UNIVERSITY PARK, Pa. – The Penn State Law in University Park Civil Rights Appellate Clinic, alongside Washington, D.C.-based firm, The Employment Law Group, PC, filed a petition for a writ of certiorari with the Supreme Court of the United States, along with a Motion to Proceed as a Veteran, in a case that concerns reemployment rights for uniformed service members who make the brave decision to take leave from their civilian careers to serve our nation. The Court granted the Motion to Proceed as a Veteran on November 14, 2022. American Airlines' response to the petition is due by December 14, 2022.
The petition asks the Supreme Court to clarify whether the Uniformed Services Employment and Reemployment Rights Act (USERRA) entitles a service member, upon meeting certain conditions, to swift reemployment in the position he or she would have attained if they had not left to serve. Where employers face hardship in reemploying the service member to his or her proper position, the petition additionally asks the Court to determine whether USERRA requires specificity in a new reemployment job offer.
Clinic students involved in the drafting process included Meg Dougherty, Nina Franco, Max Giuliano, Jedediah Riesenberg, and Bridgette Woodford.

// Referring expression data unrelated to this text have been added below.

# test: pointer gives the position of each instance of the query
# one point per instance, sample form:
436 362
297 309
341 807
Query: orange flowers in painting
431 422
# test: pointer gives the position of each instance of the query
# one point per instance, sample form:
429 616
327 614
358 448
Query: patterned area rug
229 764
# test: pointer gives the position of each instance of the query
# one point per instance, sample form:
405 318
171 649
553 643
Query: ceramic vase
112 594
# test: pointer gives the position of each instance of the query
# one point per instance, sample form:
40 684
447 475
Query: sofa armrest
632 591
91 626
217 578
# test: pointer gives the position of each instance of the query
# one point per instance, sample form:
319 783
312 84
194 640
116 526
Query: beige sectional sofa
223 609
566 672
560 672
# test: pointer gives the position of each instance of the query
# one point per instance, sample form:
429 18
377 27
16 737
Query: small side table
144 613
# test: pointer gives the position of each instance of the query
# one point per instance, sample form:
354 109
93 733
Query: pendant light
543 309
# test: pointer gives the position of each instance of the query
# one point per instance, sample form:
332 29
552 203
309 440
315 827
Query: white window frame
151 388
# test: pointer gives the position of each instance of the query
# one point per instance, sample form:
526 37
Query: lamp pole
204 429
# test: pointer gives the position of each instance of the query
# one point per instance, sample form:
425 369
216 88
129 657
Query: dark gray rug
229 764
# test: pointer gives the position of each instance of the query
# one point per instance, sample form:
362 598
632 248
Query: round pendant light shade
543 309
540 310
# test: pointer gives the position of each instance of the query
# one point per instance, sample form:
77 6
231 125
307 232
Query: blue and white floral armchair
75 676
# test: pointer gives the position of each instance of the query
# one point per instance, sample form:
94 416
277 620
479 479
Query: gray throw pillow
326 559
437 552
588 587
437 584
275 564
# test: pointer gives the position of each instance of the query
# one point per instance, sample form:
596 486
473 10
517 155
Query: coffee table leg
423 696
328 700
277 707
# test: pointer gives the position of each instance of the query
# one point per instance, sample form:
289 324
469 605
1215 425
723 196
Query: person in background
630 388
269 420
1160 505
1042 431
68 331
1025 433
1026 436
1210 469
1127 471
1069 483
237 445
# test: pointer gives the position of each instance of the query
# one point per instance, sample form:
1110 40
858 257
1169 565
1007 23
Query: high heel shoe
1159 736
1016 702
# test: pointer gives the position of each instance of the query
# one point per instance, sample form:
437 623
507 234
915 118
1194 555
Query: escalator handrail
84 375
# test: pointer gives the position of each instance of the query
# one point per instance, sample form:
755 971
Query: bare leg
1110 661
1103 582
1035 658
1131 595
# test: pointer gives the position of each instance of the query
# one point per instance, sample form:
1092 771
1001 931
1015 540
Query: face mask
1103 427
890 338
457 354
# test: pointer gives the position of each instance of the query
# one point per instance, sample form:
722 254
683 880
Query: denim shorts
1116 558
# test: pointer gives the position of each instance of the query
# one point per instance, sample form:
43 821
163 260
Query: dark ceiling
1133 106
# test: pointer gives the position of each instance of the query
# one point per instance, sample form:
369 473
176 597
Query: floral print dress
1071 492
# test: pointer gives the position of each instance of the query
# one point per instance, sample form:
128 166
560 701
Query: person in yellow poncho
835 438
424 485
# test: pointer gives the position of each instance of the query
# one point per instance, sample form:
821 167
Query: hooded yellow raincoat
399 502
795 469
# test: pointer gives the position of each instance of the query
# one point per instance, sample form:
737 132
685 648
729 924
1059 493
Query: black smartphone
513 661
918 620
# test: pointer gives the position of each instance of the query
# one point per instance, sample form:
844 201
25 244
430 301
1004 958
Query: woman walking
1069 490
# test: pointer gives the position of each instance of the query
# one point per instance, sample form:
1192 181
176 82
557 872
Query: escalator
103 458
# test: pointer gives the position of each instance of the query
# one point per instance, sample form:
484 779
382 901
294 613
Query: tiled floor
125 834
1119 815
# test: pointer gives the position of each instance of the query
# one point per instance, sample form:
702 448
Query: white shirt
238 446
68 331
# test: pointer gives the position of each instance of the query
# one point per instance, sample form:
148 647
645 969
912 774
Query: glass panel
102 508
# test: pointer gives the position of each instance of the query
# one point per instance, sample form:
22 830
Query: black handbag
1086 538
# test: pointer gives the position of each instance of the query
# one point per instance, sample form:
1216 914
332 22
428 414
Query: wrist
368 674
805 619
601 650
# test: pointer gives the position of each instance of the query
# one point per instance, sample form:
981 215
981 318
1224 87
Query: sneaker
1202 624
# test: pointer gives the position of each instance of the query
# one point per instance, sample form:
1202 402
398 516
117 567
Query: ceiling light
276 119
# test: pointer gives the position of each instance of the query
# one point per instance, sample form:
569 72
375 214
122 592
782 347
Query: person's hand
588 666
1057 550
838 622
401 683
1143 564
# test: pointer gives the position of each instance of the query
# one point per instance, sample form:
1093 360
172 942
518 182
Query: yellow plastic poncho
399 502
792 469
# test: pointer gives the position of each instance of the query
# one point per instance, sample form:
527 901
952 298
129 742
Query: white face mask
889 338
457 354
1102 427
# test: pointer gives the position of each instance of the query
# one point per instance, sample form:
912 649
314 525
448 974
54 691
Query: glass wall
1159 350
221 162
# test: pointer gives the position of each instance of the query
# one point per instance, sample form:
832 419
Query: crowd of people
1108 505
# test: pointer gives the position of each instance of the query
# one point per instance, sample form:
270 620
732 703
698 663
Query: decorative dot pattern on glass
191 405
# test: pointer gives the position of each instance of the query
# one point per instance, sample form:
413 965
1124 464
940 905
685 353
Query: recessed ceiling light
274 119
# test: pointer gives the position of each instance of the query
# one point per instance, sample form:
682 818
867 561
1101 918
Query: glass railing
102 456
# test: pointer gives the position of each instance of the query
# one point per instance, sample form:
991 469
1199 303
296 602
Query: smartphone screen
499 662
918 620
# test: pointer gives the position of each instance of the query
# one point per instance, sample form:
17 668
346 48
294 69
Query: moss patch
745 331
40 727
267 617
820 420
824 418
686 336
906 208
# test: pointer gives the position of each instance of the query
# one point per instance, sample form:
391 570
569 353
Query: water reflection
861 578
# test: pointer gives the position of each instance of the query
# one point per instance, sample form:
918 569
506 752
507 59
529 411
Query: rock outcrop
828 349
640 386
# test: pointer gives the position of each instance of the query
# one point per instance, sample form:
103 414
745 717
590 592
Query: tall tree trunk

“Going over complex legal issues in class is one thing,” said Giuliano. “But the opportunity to tackle them head-on in a petition to the Supreme Court is something few practitioners—let alone law students—have a chance to do.”
The petition materialized out of the complex circumstances surrounding Air Force Major General Thomas P. Harwood, III’s efforts to be reemployed in his proper position as a pilot with American Airlines (AA) after taking a period of leave for a tour of military duty. During his leave, Harwood, a decorated member of the Air Force Reserves, was diagnosed with atrial fibrillation. Before the end of his tour, Harwood notified AA of his intent to return to his position as a pilot, and they confirmed his reemployment as a Boeing 737 Captain. However, in late August 2015, AA informed Harwood that he would not be reemployed until he received a First-Class Medical Certificate from the FAA. Harwood informed AA that they were in violation of USERRA, as the Act did not require a valid Medical Certificate as a stipulation to reemployment and again asked that AA reemploy him as a pilot and allow him to use his sick leave balance until he could obtain the certificate. AA declined this request. Only after Harwood obtained counsel and requested reemployment in an equivalent position did AA finally offer to reemploy him, but in a different position, with no job description, in the Flight Technical Operations Group, a position that the District Court for the Eastern District of Virginia upheld. Months after Harwood’s initial reemployment request, the FAA finally issued Harwood a Medical Certificate, and AA informed Harwood he could return to work.
After years of litigation, the Fourth Circuit Court of Appeals affirmed that the new position offered to Harwood was equivalent as required under USERRA. Harwood requested a panel rehearing of this decision, but his request was ultimately denied.
Given this denial, the Clinic stepped forward to aid the Employment Law Group in appealing the matter to the Supreme Court. Clinic members tirelessly reviewed intricate case records, discussed multiple strategic approaches to the petition, and meticulously drafted it.
“Yes, it was difficult, but as law students, we spend a lot of time reading about the law, writing about the law, and dissecting the law, but there are few moments, prior to our work in the actual field, where we get the opportunity to make an impact on the lives of others. This was one of those rare moments,” said Franco.
With the semester at its halfway mark, the Clinic’s members expressed pride in their final product and the lessons acquired along the way.
“It was a unique and rewarding experience. I enjoyed collaborating with both my clinical team and the law firm working on the case,” said Dougherty. “I think we came away with a strong final product, and hopefully, this petition will raise awareness about an important issue impacting service members’ employment rights.”
Woodford agreed, “Although the drafting of this petition was incredibly challenging, the issue, in this case, is of national importance, and I’m so grateful to have been a part of the advocacy for change. It’s a pretty special experience.”
While the Clinic eagerly awaits word from our nation’s highest court, the team plans to continue pushing forward on other complex and transformative legal matters.
“We learn a lot of Supreme Court jurisprudence in our doctrinal classes, but in the Appellate Clinic, we get to learn a great deal about how to be the lawyer bringing those cases,” said Riesenberg.
Michael Foreman, Clinic director and clinical professor of law, explained that while the Court only grants review in about three percent of cases, “I am totally impressed with how the students, working with the Employment Law Group, dove into the complicated research and legal analysis required to give General Harwood his best shot at having the Court review his case.”